The woman who she had been talking to earlier was agape at her ghastly condition, but wasted no time in lifting Xiaomei into a chair next to the fire.

“If you had stayed out there for another minute, your fingers would probably be gone already,” the woman muttered. “I’ll go get a pot of hot water for your feet.”

She returned a minute later and set the water at Xiaomei’s feet. Xiaomei soaked her feet with pleasure into the warm water as she recounted her story.

“Poor child,” the woman exclaimed occasionally, but mostly she just sat there and nodded.

After Xiaomei finished, she asked the woman about her friend Yiwei’s whereabouts. The woman frowned, trying to recall. Then, all of a sudden, a dark look came across the woman’s face.

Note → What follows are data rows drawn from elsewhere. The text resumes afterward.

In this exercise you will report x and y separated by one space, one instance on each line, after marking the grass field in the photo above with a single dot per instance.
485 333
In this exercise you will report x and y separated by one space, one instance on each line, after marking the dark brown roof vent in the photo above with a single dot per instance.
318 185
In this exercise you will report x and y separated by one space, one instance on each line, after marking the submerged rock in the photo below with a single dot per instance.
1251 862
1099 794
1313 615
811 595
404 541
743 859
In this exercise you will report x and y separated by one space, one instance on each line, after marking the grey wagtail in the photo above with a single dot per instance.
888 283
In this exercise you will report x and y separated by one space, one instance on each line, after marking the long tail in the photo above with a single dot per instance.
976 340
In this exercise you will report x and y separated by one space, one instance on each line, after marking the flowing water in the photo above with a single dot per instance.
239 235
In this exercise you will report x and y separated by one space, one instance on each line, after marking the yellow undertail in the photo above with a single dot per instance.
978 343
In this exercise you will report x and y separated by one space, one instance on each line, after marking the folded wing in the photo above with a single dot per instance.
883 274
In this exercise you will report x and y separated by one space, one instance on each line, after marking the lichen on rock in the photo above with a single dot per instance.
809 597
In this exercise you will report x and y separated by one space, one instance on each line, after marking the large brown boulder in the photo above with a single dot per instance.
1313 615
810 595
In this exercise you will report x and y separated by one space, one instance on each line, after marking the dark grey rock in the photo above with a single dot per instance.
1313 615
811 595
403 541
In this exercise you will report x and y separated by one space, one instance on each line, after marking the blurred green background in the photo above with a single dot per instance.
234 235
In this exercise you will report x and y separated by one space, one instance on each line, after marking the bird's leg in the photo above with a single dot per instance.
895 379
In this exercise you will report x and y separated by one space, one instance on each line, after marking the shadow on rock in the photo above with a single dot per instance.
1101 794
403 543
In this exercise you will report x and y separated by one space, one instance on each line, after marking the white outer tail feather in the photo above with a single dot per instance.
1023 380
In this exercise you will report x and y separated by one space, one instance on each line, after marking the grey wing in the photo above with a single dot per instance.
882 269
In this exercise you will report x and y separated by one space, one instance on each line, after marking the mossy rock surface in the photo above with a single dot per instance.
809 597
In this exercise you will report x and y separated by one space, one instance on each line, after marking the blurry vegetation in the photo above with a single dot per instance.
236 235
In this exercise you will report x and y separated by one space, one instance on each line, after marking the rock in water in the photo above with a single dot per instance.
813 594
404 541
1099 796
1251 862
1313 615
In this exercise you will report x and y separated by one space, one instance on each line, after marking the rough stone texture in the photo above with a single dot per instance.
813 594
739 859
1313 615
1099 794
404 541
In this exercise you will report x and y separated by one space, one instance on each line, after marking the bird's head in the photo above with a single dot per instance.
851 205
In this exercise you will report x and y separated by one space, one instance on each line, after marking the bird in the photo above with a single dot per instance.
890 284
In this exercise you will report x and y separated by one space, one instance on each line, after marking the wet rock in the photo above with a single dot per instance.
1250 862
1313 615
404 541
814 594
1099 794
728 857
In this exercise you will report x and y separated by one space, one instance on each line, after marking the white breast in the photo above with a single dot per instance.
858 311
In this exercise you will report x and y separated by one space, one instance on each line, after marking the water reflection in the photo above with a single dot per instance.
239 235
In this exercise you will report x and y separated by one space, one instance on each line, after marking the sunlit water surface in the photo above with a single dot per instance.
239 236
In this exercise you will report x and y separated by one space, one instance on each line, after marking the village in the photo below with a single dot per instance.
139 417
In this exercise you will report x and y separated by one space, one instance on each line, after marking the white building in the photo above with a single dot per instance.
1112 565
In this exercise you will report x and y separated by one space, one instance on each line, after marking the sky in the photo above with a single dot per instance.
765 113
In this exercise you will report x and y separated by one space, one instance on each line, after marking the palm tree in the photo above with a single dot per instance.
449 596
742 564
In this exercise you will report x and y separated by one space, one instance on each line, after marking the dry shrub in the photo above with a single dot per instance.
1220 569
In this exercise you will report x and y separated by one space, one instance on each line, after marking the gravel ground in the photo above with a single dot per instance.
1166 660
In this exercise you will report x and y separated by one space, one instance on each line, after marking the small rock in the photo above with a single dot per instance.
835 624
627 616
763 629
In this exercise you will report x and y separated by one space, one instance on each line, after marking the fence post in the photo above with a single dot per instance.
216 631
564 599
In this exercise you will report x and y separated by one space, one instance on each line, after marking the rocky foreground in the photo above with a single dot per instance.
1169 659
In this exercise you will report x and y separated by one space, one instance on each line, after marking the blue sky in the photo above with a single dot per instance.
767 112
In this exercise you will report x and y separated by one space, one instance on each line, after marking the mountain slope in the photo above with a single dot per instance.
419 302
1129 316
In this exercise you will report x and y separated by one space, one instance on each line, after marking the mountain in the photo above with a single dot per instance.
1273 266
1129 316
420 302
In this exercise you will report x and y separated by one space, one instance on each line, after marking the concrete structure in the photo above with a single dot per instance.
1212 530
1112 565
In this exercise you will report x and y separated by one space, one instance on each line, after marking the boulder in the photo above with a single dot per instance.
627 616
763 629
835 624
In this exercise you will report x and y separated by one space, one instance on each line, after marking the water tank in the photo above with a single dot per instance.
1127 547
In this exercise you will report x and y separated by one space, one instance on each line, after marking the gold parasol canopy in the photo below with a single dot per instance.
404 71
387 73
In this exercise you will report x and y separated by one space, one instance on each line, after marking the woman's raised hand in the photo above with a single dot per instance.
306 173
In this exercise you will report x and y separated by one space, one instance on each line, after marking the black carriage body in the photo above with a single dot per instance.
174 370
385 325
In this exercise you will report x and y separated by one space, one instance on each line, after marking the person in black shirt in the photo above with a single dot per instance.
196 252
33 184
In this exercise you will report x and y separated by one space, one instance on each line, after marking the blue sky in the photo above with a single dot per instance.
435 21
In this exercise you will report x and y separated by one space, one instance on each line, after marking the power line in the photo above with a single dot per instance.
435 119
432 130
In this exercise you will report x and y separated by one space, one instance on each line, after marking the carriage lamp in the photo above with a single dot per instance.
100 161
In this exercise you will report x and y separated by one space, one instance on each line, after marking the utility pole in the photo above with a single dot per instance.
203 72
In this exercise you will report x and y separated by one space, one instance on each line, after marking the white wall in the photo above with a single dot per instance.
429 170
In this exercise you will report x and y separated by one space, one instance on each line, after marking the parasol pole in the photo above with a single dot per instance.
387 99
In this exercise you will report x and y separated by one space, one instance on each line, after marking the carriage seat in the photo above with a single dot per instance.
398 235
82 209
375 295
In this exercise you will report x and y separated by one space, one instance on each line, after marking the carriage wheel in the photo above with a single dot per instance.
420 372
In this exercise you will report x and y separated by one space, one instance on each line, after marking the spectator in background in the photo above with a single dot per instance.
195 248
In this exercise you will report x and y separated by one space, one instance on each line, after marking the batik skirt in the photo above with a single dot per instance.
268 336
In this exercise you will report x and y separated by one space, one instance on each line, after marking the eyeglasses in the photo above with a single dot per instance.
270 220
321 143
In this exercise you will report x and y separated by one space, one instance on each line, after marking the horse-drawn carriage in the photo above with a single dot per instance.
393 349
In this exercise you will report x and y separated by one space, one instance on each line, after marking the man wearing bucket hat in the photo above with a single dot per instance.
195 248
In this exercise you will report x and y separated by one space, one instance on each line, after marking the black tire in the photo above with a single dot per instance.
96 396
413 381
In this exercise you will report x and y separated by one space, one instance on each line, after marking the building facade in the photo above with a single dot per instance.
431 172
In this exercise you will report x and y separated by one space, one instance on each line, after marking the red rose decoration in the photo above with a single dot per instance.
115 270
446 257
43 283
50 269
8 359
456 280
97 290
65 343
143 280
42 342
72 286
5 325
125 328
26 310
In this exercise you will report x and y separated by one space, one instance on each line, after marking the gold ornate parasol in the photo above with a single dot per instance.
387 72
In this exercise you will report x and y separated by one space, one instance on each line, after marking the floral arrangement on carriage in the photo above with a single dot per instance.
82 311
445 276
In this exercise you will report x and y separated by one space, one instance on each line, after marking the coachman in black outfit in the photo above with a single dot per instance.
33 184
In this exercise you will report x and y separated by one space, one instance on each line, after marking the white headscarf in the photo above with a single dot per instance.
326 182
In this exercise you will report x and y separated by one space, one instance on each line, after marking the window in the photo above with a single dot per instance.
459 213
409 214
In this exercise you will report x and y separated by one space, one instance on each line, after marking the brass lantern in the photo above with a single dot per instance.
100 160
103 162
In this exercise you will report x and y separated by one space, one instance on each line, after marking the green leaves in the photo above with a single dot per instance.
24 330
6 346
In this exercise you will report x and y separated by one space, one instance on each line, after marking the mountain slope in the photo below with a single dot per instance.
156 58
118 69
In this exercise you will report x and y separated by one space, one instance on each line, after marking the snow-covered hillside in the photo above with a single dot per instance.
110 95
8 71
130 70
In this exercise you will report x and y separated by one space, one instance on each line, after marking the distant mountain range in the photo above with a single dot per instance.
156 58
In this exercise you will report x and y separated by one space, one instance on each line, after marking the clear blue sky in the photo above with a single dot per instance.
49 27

“She’s gone now,” the woman replied. “She came here to my home just like you, all alone. She said that her entire family had been murdered by bandits. A few days later, she succumbed to a cold too.”

The shock overwhelmed her. Tears poured down from her eyes uncontrollably. She cursed the bandits, the Qing government, anything bad she could think of.

The woman comforted her. “I’ll pay a visit to Yiwei’s grave with you once the snow subsides,” she said.

An hour later, Xiaomei was kneeling besides Yiwei, only a snow-covered mound of dirt separating the two friends.

“Yiwei, I’ll never forget you,” Xiaomei cried, choking on her words. “You were my best friend… I came to Guandong to find you. At least I’ve succeeded now.”

She lit a stick of incense and then scattered handfuls of colored paper onto Yiwei’s grave, crying the whole time. As she took one final look at her best friend, Xiaomei ran off, further and further into Guandong.